Tips & Tricks

The Hidden Costs of Remakes and How to Avoid Them

Remakes are often viewed as an unavoidable cost of doing business. In reality, remakes represent a measurable operational and financial drain on profitability, capacity, and patient experience, particularly for multi location and DSO supported practices.


While the direct cost of remakes is easy to identify, the indirect operational impact is often far greater. Understanding where remakes originate and how to systematically reduce them is essential to building a scalable, efficient restorative workflow.
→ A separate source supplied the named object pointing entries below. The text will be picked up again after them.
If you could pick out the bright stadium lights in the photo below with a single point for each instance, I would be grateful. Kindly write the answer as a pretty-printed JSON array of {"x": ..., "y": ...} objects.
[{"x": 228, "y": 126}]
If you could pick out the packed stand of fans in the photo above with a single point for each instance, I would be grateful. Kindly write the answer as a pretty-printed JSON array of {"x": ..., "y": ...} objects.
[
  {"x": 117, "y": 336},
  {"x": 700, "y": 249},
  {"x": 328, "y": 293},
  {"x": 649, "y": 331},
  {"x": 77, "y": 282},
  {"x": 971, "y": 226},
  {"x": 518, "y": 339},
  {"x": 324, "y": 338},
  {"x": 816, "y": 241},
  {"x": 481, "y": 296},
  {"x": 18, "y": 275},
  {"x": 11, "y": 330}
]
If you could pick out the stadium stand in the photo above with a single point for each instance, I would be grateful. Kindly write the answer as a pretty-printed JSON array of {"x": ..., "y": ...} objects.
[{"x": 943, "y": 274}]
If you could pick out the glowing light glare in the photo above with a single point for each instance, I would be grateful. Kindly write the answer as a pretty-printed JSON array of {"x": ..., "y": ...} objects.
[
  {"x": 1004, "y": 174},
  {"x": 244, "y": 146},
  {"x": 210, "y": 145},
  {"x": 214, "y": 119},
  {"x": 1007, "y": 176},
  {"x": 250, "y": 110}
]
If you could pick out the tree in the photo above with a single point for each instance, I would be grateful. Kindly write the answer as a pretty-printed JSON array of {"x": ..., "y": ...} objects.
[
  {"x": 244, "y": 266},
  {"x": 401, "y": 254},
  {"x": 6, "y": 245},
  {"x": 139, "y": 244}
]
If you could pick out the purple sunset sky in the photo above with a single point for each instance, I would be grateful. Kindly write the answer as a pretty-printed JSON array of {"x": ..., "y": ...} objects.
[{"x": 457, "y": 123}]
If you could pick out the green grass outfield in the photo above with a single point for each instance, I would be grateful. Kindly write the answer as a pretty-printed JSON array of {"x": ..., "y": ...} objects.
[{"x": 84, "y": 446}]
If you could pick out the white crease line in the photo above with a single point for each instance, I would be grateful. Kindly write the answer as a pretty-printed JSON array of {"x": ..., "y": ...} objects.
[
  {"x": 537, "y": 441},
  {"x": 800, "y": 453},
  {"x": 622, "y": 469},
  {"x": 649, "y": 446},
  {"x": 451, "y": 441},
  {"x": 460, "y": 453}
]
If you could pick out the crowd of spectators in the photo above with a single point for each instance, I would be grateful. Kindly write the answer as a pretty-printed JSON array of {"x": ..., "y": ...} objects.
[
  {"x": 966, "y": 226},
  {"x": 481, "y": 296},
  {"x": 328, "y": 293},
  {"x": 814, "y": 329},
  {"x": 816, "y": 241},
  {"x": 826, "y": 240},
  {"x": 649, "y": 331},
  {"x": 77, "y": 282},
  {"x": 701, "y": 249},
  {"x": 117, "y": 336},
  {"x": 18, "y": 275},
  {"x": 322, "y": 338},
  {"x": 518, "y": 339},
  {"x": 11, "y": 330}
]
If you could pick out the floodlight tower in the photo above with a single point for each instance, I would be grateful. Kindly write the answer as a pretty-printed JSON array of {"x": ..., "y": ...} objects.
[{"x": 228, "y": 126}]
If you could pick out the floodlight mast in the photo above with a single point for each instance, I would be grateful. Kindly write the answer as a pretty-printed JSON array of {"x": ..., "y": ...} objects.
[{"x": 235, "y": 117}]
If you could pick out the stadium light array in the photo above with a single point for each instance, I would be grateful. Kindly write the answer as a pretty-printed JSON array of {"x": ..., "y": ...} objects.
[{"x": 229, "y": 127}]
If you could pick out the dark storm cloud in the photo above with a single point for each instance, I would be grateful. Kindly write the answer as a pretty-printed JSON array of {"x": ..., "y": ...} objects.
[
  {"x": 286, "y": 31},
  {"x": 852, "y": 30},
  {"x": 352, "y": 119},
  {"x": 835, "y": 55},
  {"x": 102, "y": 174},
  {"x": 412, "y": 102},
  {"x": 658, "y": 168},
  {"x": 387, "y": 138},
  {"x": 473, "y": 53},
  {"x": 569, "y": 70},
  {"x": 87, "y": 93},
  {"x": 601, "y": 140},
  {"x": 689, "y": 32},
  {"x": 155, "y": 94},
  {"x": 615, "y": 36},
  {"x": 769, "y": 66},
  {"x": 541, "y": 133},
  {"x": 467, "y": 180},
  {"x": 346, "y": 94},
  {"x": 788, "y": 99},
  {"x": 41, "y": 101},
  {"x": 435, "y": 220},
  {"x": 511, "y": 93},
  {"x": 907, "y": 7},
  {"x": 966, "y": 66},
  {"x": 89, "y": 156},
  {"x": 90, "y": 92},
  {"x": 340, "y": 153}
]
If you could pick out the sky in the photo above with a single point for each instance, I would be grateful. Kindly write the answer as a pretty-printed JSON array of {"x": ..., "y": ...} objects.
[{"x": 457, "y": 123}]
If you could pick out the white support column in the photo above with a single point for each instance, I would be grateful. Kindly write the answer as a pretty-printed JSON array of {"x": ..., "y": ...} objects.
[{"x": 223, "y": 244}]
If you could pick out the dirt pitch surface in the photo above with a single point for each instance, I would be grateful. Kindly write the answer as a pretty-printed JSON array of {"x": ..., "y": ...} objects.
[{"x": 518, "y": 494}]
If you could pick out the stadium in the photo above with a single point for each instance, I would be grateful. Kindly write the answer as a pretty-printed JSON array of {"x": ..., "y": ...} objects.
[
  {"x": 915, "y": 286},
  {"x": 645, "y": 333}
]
As a national laboratory supporting thousands of clinicians, DDS Lab sees a clear pattern. Most remakes are not material failures. They are preventable workflow failures.


The True Cost of Remakes

The financial impact of remakes extends well beyond materials and lab fees. Each remake introduces downstream consequences that affect the entire organization.

Hidden costs include:

  • Additional chairtime and reduced production capacity
  • Increased labor costs across clinical, administrative, and lab teams
  • Delayed case completion and extended treatment timelines
  • Decreased patient confidence and satisfaction
  • Reduced provider and team efficiency

Industry estimates often place fully burdened chairtime costs at $500 to $600 per hour. When remakes require additional appointments, those costs escalate quickly, particularly in high production environments.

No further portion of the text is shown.